Objective: Typical signs of GH- and IGF-deficiency: doll-like appearance, large neurocranium, frontal prominence, small mid-face, deep nasal bridge, high-pitched voice, undescended testes, small penis, and severe retardation of growth: height SDS (−5.13 SDS), retarded bone age, global developmental delay. Severe GH deficiency was confirmed with low basal IGF1 and IGFPB3 and low GH in arginine stimulation test. Head MRI confirmed anterior pituitary hypoplasia. Basal level of cortisol in blood and free cortisol in 24 h urine were normal, to perform ACTH test was not possible, ultrasound showed thyroid hypoplasia.
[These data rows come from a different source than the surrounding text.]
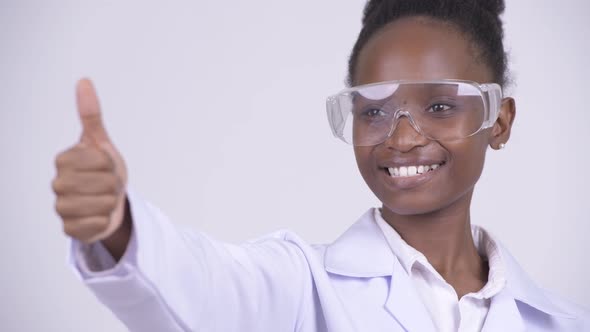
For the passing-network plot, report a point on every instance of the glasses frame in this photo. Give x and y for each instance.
(490, 92)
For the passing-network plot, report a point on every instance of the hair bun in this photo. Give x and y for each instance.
(494, 7)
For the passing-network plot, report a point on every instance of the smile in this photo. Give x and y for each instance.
(408, 171)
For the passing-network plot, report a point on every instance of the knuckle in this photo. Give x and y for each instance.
(111, 202)
(56, 185)
(113, 184)
(61, 159)
(60, 206)
(70, 229)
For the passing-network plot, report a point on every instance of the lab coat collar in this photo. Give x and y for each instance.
(362, 251)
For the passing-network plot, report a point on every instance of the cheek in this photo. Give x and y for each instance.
(468, 161)
(363, 160)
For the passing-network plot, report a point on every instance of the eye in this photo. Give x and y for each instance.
(436, 108)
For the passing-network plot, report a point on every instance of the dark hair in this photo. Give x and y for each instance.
(478, 19)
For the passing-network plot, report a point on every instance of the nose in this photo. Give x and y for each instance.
(404, 134)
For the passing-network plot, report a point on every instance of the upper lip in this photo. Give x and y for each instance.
(399, 162)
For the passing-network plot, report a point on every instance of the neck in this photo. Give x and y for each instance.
(444, 237)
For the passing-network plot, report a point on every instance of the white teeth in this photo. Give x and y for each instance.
(405, 171)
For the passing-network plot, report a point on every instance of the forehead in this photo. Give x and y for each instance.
(419, 48)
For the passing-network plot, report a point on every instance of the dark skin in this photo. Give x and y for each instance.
(433, 216)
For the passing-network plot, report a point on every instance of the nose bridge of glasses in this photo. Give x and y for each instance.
(398, 116)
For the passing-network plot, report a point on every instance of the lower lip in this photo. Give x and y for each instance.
(409, 182)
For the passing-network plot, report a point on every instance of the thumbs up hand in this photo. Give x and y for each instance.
(91, 181)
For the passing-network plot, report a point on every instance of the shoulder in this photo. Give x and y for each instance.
(571, 308)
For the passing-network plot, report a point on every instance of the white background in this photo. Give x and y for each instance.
(218, 109)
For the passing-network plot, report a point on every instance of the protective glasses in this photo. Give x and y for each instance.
(442, 110)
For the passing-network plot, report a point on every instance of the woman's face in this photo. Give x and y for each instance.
(421, 49)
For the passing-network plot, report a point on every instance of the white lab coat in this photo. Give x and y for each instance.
(171, 280)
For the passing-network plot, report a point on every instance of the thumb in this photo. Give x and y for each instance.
(89, 111)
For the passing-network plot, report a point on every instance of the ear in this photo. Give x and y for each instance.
(501, 130)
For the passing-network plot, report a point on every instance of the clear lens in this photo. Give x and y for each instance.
(445, 110)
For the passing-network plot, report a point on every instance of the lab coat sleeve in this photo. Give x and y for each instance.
(174, 280)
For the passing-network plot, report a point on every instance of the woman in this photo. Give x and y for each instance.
(425, 103)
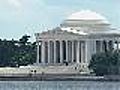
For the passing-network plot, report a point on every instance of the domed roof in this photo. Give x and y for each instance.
(86, 15)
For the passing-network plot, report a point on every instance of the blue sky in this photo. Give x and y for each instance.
(19, 17)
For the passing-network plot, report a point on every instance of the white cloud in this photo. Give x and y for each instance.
(15, 3)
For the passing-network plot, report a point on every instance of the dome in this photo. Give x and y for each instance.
(86, 15)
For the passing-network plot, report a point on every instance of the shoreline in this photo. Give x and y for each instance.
(56, 77)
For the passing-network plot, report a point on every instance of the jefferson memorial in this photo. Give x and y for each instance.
(78, 37)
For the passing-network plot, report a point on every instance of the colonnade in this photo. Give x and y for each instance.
(71, 51)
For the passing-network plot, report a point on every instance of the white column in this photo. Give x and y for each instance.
(107, 43)
(94, 46)
(38, 57)
(61, 52)
(66, 51)
(49, 52)
(82, 52)
(117, 45)
(43, 52)
(72, 51)
(54, 51)
(86, 56)
(78, 52)
(101, 47)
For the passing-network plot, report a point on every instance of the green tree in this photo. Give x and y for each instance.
(105, 63)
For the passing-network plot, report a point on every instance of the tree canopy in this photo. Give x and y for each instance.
(17, 52)
(105, 63)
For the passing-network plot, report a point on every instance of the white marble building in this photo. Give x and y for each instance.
(79, 36)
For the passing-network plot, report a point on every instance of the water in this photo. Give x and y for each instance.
(58, 85)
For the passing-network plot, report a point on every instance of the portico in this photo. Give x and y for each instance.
(76, 40)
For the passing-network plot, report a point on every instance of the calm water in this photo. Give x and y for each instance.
(58, 85)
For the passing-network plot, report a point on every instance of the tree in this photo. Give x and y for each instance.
(25, 53)
(105, 63)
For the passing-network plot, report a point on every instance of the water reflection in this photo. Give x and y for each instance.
(58, 85)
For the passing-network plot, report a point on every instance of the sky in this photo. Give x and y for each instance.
(19, 17)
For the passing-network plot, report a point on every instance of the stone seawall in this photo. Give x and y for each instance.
(51, 77)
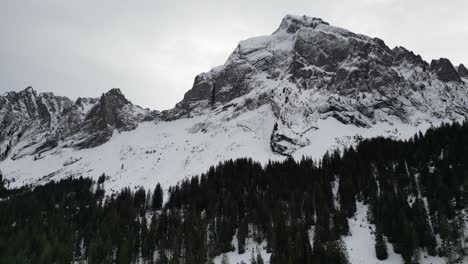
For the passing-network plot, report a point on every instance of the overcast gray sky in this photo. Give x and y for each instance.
(152, 50)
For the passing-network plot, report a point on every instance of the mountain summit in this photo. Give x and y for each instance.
(305, 89)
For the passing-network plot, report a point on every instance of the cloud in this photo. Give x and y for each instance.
(152, 50)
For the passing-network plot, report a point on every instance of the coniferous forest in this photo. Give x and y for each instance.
(416, 190)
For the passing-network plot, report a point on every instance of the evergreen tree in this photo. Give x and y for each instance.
(380, 246)
(157, 198)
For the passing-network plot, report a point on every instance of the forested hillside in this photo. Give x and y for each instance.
(417, 192)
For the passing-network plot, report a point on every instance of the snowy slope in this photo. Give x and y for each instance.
(307, 88)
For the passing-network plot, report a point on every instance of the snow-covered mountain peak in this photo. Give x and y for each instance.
(292, 23)
(303, 90)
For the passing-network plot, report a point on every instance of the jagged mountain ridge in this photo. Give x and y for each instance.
(34, 123)
(306, 88)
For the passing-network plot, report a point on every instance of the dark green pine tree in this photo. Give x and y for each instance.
(157, 200)
(380, 246)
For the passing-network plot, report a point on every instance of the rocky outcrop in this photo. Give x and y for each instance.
(307, 71)
(462, 71)
(444, 70)
(32, 123)
(360, 81)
Further genetic investigation is planned. Treatment with GH (in addition to L-T4) was initiated. Height SDS was increased from −6.94 to −4.51 SDS during the first year of treatment. Surgery (orchydopexy) was done after unsuccessful treatment of cryptorchidism with hGH.

Conclusion: Clinical signs and severity of connatal hypopituitarism depends on the number and on the quality of hormonal failure. Early recognition is important for correction of auxological and mental retardation.